God, it hurt so much. She tried to hold her breath, to stave off the horrible jabbing pain, but that didn't work wither. He was speaking to her again. Why had he repeated the same thing? Did he think she was stupid?
"I know you hurt, but hang in there. We're nearly to the hospital and they're waiting for you. Don't worry. Just keep taking those little breaths. I'm glad to meet you, Lindsay. I'm Gene. Just lie still. We'll be at the hospital very soon now. No, don't try to move."
"What happened?" It hurt so much to speak. And talking through the white plastic mask made her feel like she speaking from a long way away.
"There was some sort of explosion and you were hit by falling debris."

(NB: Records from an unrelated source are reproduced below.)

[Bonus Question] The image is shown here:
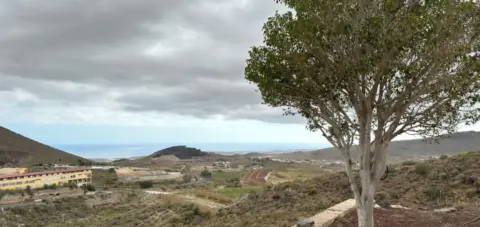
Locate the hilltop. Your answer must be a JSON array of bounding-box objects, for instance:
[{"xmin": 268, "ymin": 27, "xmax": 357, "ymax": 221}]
[
  {"xmin": 0, "ymin": 127, "xmax": 88, "ymax": 166},
  {"xmin": 150, "ymin": 146, "xmax": 209, "ymax": 159}
]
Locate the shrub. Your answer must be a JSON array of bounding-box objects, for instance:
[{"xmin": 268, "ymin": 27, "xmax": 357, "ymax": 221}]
[
  {"xmin": 402, "ymin": 161, "xmax": 416, "ymax": 166},
  {"xmin": 86, "ymin": 184, "xmax": 95, "ymax": 192},
  {"xmin": 200, "ymin": 169, "xmax": 212, "ymax": 178},
  {"xmin": 375, "ymin": 191, "xmax": 391, "ymax": 207},
  {"xmin": 424, "ymin": 185, "xmax": 448, "ymax": 203},
  {"xmin": 138, "ymin": 181, "xmax": 153, "ymax": 188},
  {"xmin": 415, "ymin": 163, "xmax": 430, "ymax": 176}
]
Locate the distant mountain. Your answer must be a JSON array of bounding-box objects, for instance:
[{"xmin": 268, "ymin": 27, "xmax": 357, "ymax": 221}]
[
  {"xmin": 0, "ymin": 127, "xmax": 88, "ymax": 166},
  {"xmin": 271, "ymin": 131, "xmax": 480, "ymax": 162},
  {"xmin": 150, "ymin": 146, "xmax": 209, "ymax": 159}
]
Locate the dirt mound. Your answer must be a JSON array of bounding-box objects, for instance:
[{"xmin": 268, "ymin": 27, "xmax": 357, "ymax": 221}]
[
  {"xmin": 150, "ymin": 146, "xmax": 208, "ymax": 159},
  {"xmin": 203, "ymin": 152, "xmax": 480, "ymax": 226},
  {"xmin": 330, "ymin": 207, "xmax": 480, "ymax": 227},
  {"xmin": 376, "ymin": 152, "xmax": 480, "ymax": 209},
  {"xmin": 240, "ymin": 169, "xmax": 270, "ymax": 185},
  {"xmin": 201, "ymin": 173, "xmax": 351, "ymax": 227},
  {"xmin": 0, "ymin": 127, "xmax": 89, "ymax": 166}
]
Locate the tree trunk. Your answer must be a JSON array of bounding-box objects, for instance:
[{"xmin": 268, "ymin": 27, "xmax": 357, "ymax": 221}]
[{"xmin": 357, "ymin": 180, "xmax": 375, "ymax": 227}]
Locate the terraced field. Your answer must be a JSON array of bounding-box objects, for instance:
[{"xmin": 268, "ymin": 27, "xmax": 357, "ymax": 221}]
[{"xmin": 240, "ymin": 169, "xmax": 271, "ymax": 185}]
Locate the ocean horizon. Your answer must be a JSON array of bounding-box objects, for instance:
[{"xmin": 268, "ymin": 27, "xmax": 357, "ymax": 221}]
[{"xmin": 54, "ymin": 143, "xmax": 329, "ymax": 159}]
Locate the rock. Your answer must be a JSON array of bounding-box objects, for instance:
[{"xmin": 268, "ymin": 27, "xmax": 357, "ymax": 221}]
[
  {"xmin": 296, "ymin": 199, "xmax": 355, "ymax": 227},
  {"xmin": 296, "ymin": 219, "xmax": 315, "ymax": 227},
  {"xmin": 433, "ymin": 207, "xmax": 457, "ymax": 213},
  {"xmin": 390, "ymin": 205, "xmax": 410, "ymax": 210}
]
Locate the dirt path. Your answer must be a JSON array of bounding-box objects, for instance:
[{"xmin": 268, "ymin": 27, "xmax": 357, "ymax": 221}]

"Am I going to die-collapsed lung?"
"Oh, no, not you. You'll be fine. I promise."
"Taylor. Please call Taylor."
"Yes, I will, I promise. No, don't try to move. I've got an IV in your arm. We don't want you to rip it out. Just keep breathing."

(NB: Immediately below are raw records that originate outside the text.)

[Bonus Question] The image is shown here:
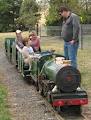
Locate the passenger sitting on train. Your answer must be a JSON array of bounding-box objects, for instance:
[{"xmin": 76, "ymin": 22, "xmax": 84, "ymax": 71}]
[
  {"xmin": 16, "ymin": 30, "xmax": 24, "ymax": 48},
  {"xmin": 22, "ymin": 38, "xmax": 34, "ymax": 66},
  {"xmin": 29, "ymin": 31, "xmax": 41, "ymax": 52}
]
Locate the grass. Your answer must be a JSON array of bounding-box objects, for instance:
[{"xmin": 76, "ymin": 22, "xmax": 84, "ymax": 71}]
[{"xmin": 0, "ymin": 85, "xmax": 11, "ymax": 120}]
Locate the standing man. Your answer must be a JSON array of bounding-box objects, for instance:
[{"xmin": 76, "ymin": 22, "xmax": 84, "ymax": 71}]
[{"xmin": 59, "ymin": 7, "xmax": 80, "ymax": 68}]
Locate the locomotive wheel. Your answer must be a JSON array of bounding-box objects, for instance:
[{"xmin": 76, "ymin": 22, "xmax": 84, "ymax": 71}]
[{"xmin": 60, "ymin": 105, "xmax": 82, "ymax": 115}]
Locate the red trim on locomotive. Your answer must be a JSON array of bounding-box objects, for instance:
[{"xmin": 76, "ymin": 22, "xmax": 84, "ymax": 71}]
[{"xmin": 52, "ymin": 98, "xmax": 88, "ymax": 107}]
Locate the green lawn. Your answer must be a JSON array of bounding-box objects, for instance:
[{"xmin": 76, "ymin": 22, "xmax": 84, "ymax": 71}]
[{"xmin": 0, "ymin": 85, "xmax": 11, "ymax": 120}]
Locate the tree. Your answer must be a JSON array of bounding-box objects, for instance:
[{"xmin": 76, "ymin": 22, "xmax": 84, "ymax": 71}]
[
  {"xmin": 17, "ymin": 0, "xmax": 39, "ymax": 28},
  {"xmin": 46, "ymin": 0, "xmax": 91, "ymax": 25},
  {"xmin": 0, "ymin": 0, "xmax": 22, "ymax": 32}
]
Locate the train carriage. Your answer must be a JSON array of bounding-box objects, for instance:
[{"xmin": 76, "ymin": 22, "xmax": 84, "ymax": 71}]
[{"xmin": 5, "ymin": 39, "xmax": 88, "ymax": 113}]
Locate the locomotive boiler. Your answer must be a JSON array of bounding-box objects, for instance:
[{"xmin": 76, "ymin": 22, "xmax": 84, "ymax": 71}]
[{"xmin": 43, "ymin": 57, "xmax": 81, "ymax": 92}]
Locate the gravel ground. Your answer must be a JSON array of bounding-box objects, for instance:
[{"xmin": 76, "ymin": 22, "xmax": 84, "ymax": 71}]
[{"xmin": 0, "ymin": 41, "xmax": 91, "ymax": 120}]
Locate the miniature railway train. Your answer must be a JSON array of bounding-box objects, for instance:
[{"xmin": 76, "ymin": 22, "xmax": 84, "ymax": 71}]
[{"xmin": 5, "ymin": 38, "xmax": 88, "ymax": 113}]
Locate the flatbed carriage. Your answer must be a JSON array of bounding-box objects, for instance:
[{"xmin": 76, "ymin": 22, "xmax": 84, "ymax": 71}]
[{"xmin": 5, "ymin": 38, "xmax": 88, "ymax": 112}]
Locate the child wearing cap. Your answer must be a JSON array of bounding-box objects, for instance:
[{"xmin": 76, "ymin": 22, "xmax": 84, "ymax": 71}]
[{"xmin": 16, "ymin": 30, "xmax": 24, "ymax": 48}]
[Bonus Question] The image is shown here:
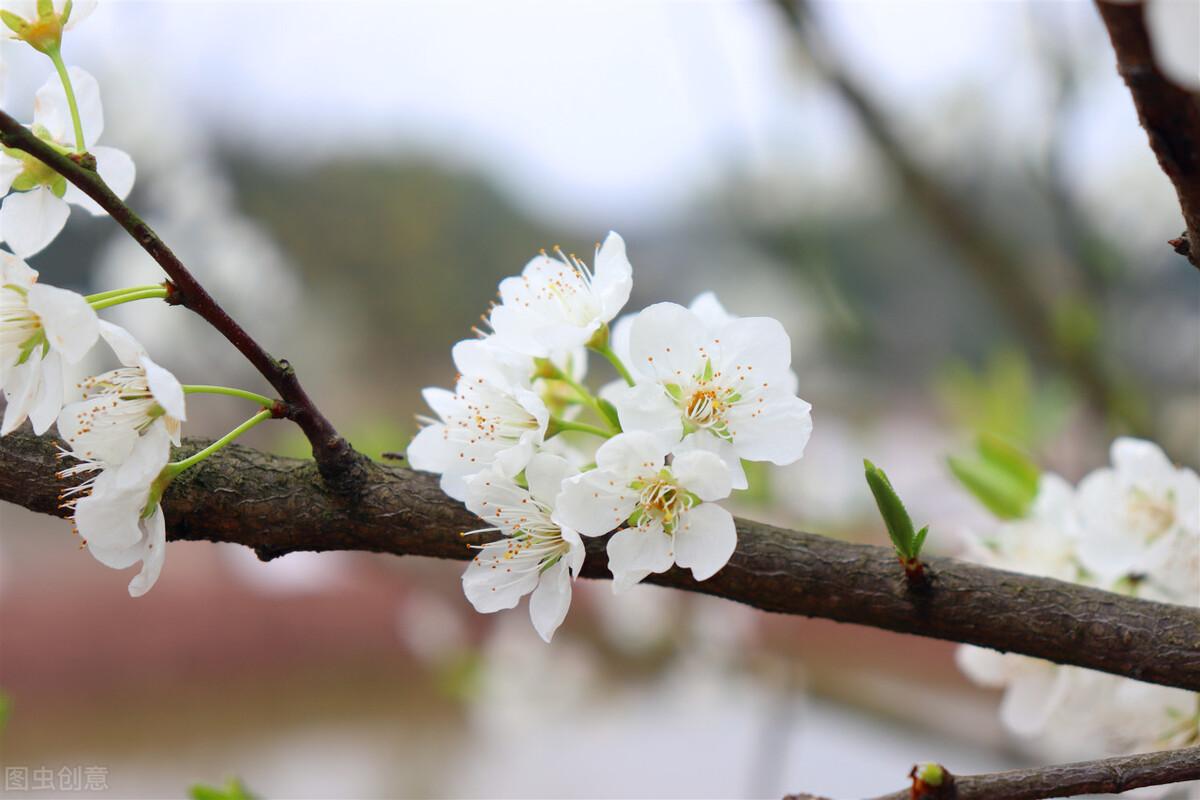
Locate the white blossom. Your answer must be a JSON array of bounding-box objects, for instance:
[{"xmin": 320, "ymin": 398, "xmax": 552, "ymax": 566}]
[
  {"xmin": 0, "ymin": 251, "xmax": 100, "ymax": 435},
  {"xmin": 462, "ymin": 453, "xmax": 584, "ymax": 642},
  {"xmin": 407, "ymin": 375, "xmax": 550, "ymax": 500},
  {"xmin": 607, "ymin": 302, "xmax": 812, "ymax": 488},
  {"xmin": 60, "ymin": 426, "xmax": 170, "ymax": 597},
  {"xmin": 488, "ymin": 233, "xmax": 634, "ymax": 357},
  {"xmin": 59, "ymin": 320, "xmax": 187, "ymax": 464},
  {"xmin": 1076, "ymin": 438, "xmax": 1200, "ymax": 587},
  {"xmin": 558, "ymin": 432, "xmax": 737, "ymax": 591},
  {"xmin": 0, "ymin": 68, "xmax": 136, "ymax": 258}
]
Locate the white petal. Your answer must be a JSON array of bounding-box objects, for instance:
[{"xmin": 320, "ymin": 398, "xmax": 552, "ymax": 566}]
[
  {"xmin": 596, "ymin": 431, "xmax": 671, "ymax": 474},
  {"xmin": 554, "ymin": 469, "xmax": 637, "ymax": 536},
  {"xmin": 29, "ymin": 350, "xmax": 65, "ymax": 435},
  {"xmin": 607, "ymin": 528, "xmax": 674, "ymax": 593},
  {"xmin": 100, "ymin": 319, "xmax": 146, "ymax": 367},
  {"xmin": 0, "ymin": 354, "xmax": 42, "ymax": 437},
  {"xmin": 604, "ymin": 380, "xmax": 683, "ymax": 446},
  {"xmin": 62, "ymin": 148, "xmax": 137, "ymax": 211},
  {"xmin": 674, "ymin": 501, "xmax": 738, "ymax": 581},
  {"xmin": 592, "ymin": 231, "xmax": 634, "ymax": 323},
  {"xmin": 462, "ymin": 541, "xmax": 538, "ymax": 614},
  {"xmin": 130, "ymin": 505, "xmax": 167, "ymax": 597},
  {"xmin": 1000, "ymin": 662, "xmax": 1068, "ymax": 736},
  {"xmin": 0, "ymin": 186, "xmax": 71, "ymax": 258},
  {"xmin": 140, "ymin": 356, "xmax": 187, "ymax": 421},
  {"xmin": 526, "ymin": 453, "xmax": 575, "ymax": 509},
  {"xmin": 529, "ymin": 559, "xmax": 571, "ymax": 643},
  {"xmin": 728, "ymin": 392, "xmax": 812, "ymax": 465},
  {"xmin": 29, "ymin": 283, "xmax": 100, "ymax": 363},
  {"xmin": 625, "ymin": 302, "xmax": 709, "ymax": 384},
  {"xmin": 671, "ymin": 450, "xmax": 732, "ymax": 500},
  {"xmin": 34, "ymin": 67, "xmax": 104, "ymax": 149}
]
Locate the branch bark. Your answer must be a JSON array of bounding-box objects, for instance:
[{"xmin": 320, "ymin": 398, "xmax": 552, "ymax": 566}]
[
  {"xmin": 0, "ymin": 110, "xmax": 365, "ymax": 493},
  {"xmin": 854, "ymin": 745, "xmax": 1200, "ymax": 800},
  {"xmin": 0, "ymin": 431, "xmax": 1200, "ymax": 691},
  {"xmin": 1096, "ymin": 0, "xmax": 1200, "ymax": 269}
]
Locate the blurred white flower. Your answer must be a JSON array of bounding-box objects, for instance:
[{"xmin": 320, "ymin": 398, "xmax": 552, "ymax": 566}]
[
  {"xmin": 0, "ymin": 251, "xmax": 100, "ymax": 435},
  {"xmin": 408, "ymin": 375, "xmax": 550, "ymax": 500},
  {"xmin": 59, "ymin": 320, "xmax": 187, "ymax": 464},
  {"xmin": 1076, "ymin": 438, "xmax": 1200, "ymax": 587},
  {"xmin": 607, "ymin": 299, "xmax": 812, "ymax": 488},
  {"xmin": 490, "ymin": 233, "xmax": 634, "ymax": 357},
  {"xmin": 462, "ymin": 453, "xmax": 584, "ymax": 642},
  {"xmin": 0, "ymin": 67, "xmax": 136, "ymax": 258},
  {"xmin": 60, "ymin": 426, "xmax": 170, "ymax": 597},
  {"xmin": 558, "ymin": 432, "xmax": 737, "ymax": 591}
]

"There were many screams."
"No one else was hurt, but everyone was scared. You were standing right next to that fake rigging when it blew. Tell me again. Who are you?"
"I was there because I'm Eden."
He frowned, but she didn't see it. It hurt too much and she didn't want him to see her lose control. She turned her head away from him. The pain continued. She'd never imagined before how it would feel not to be able to breathe. For every small intake there was so much pain that her whole body shook with it. She closed her eyes and concentrated on holding on.
"How is she, Gene?"
"She's doing fine, at least I hope to God she is. The pain's bad, but she's hanging in there." He turned away from the driver to her. "I'm sorry, Eden, but we can't give you anything for the pain yet. The trauma team has to check you out first. Just hold on, hold on. Squeeze my fingers, think about my fingers and squeeze when you hurt real bad. We're almost there, almost there." Gene wondered if Taylor was her husband. Dear God, the man would be in for a shock when he saw his wife. She was a model. He looked at the right side of her face. It was difficult to tell how bad it was smashed because of all the blood. He held her hand more tightly. Gene O'Mallory wanted her to be all right. He wanted it very much.
She eased away from the man then, pulling back to avoid the pain, pulling deeper and deeper into her mind. Her mind could breathe for her, breathe, slowly and in shallow jerks. No, no, it was from her chest that those paltry breaths came, her heaving chest that felt blistered raw, as if by a great fire, and that strange hissing was from the plastic cup over her nose and mouth, and it hurt so very much. The pain kept tugging at her. She retreated until she felt the blackness come into her, pushing her even farther, sweet blackness that eased the awful pain. And she let the past float into her, all her thinking directed inward, and it was odd, but she saw the face of that reporter--Kettering was her name-and how she'd seen her at the funeral and what she's said, how sorry she'd been about Grandmother.
She went deeper, pulling her memories with her, pushing, always pushing at the pain. She saw the pathetic girl, so unsure of herself, so very clumsy, tall and skinny, all bony knees and elbows, so ugly, there with them, yet not a part of them, just there, watching, wishing somehow that she could belong, feeling the endless pain of it. But she couldn't belong; and she never had.